L'UE a lancé un nouveau paquet de mesures contre la crise énergétique. Claude Turmes se montre confiant pour les mois à venir.

Le ministre de l'Énergie Claude Turmes est optimiste pour les mois à venir malgré la situation difficile.

Le ministre de l'Énergie Claude Turmes est optimiste pour les mois à venir malgré la situation difficile. © PHOTO: Anouk Antony

Après dix mois de guerre en Ukraine, la question de l'approvisionnement énergétique reste le sujet central pour l'Europe. Dans un entretien accordé au Luxemburger Wort, le ministre de l'Énergie Claude Turmes (déi Gréng) explique le nouveau plafond des prix du gaz, parle des effets de l'embargo sur le pétrole et donne un aperçu de l'évolution de la situation dans les mois à venir.

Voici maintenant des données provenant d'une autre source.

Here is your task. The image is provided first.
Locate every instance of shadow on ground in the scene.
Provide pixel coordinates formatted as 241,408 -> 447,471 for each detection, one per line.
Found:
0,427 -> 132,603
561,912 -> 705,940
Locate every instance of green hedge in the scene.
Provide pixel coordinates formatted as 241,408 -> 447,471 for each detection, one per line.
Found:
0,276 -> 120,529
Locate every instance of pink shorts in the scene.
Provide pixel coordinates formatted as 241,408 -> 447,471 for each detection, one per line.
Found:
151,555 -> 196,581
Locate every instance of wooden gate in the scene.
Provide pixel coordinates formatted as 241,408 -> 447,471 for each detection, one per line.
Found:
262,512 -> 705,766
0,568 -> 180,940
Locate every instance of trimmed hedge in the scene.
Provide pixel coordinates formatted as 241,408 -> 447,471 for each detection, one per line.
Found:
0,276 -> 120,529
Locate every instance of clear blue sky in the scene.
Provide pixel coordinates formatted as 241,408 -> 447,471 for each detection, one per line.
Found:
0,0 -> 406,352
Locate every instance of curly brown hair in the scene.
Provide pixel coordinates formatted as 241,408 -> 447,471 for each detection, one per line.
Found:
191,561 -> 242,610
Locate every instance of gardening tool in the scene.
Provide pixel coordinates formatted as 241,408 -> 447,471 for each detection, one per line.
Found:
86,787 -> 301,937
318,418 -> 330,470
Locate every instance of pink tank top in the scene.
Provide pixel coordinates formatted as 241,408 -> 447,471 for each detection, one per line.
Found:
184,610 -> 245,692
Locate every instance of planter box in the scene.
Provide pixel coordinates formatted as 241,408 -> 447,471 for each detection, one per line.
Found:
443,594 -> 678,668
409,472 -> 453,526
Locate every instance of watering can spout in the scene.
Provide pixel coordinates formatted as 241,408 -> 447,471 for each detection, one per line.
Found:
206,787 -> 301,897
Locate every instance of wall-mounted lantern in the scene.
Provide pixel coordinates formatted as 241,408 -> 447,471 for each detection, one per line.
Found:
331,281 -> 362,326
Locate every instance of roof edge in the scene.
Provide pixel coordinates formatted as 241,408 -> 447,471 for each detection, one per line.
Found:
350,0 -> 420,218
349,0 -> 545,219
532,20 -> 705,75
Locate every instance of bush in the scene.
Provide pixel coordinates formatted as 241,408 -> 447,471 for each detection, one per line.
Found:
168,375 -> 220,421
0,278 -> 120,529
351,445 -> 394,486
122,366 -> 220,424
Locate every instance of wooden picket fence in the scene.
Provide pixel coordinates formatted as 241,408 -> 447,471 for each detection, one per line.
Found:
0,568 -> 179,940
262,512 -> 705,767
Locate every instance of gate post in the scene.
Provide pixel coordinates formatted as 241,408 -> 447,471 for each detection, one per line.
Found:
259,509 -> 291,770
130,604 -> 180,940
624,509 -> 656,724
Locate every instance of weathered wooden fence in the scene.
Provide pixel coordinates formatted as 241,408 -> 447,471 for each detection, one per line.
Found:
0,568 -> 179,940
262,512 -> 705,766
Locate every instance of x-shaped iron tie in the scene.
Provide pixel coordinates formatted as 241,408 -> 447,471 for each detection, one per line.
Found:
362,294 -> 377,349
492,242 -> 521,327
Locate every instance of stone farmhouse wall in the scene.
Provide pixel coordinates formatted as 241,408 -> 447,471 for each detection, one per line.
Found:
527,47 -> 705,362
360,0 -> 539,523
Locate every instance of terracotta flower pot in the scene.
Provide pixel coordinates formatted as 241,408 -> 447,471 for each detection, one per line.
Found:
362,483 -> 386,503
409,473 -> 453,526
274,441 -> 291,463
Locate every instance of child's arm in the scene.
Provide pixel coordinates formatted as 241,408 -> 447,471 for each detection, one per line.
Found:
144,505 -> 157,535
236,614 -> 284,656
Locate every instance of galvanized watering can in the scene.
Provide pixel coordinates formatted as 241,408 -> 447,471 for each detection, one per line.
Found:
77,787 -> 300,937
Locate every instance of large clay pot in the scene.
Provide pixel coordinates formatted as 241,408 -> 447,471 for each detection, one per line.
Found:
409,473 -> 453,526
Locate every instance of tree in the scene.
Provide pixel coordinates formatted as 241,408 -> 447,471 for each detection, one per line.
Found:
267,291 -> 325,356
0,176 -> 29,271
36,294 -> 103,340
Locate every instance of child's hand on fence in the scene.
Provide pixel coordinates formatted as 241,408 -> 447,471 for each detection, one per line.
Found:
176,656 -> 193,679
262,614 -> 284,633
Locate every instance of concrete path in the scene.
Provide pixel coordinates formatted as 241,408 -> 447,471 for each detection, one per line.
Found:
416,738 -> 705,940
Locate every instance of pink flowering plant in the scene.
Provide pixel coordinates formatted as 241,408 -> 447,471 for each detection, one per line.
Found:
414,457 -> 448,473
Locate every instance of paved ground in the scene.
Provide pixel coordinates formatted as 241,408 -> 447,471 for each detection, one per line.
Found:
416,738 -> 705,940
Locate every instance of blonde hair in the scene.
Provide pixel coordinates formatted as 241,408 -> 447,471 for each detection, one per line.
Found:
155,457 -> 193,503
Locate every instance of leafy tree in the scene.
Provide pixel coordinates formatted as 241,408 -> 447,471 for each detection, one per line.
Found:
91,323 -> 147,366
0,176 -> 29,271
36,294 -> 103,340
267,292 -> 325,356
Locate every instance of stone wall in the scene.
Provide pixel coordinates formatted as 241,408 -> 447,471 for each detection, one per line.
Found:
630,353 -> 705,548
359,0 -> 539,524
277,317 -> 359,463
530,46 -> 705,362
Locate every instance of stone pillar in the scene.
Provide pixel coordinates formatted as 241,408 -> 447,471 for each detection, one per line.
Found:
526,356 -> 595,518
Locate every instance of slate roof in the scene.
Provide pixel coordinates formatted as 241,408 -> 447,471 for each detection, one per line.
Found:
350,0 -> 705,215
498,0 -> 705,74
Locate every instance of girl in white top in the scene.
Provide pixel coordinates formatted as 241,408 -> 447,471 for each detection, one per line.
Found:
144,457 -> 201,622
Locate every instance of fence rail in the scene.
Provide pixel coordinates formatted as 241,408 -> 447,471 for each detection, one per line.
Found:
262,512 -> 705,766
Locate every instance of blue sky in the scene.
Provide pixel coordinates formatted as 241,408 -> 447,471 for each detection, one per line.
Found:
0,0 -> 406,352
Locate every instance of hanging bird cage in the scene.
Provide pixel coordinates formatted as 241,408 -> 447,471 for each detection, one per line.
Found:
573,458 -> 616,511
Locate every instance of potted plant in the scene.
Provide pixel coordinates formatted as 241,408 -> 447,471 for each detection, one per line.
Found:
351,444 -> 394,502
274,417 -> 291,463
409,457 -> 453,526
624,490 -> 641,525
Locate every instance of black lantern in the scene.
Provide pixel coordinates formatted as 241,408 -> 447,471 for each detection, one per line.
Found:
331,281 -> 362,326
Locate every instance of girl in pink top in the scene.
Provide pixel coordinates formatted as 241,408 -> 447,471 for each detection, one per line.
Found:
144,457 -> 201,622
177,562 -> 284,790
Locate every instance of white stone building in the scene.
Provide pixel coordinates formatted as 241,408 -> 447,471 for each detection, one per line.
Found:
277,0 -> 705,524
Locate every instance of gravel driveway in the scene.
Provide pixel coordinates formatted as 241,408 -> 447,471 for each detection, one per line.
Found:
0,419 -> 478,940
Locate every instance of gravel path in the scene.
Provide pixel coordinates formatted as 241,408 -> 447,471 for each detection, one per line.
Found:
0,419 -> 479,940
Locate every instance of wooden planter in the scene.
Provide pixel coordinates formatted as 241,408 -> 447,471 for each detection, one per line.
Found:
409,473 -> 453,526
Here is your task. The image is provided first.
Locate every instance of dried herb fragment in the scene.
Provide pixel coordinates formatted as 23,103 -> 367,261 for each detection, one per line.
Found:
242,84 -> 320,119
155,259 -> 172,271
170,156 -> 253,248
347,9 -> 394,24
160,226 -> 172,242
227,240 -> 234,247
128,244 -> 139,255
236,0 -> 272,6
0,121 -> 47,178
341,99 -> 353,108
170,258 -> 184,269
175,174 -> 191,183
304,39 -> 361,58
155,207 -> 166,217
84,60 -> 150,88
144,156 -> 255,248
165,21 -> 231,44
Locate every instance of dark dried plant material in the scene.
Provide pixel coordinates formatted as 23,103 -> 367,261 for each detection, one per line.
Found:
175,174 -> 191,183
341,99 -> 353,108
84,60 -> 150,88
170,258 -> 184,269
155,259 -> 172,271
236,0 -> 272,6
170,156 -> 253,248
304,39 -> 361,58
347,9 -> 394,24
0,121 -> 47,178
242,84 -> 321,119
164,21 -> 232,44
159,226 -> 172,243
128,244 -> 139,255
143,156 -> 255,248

Claude Turmes, il y a un peu plus d'un an, les signes indiquant que la Russie prenait au sérieux son attaque contre l'Ukraine se sont multipliés. Quand avez-vous pensé que cela pourrait vous retomber dessus dans votre rôle de ministre de l'Énergie ?

Je ne peux pas dire que j'avais déjà prévu la guerre, mais le signal d'alarme a été pour moi le moment où j'ai remarqué que Gazprom ne remplissait pas les réservoirs en Allemagne et en Autriche. Gazprom a été fiable pendant 35 ans et a soudainement cessé d'être un partenaire de confiance.

Avec le recul, on peut supposer que cela faisait déjà partie de la stratégie de guerre russe ?

Oui, aujourd'hui, je dirais que c'était clairement une stratégie. A l'époque, le prix du gaz avait déjà augmenté, ce qui avait permis à Poutine de faire entrer de l'argent supplémentaire dans son trésor de guerre via Gazprom.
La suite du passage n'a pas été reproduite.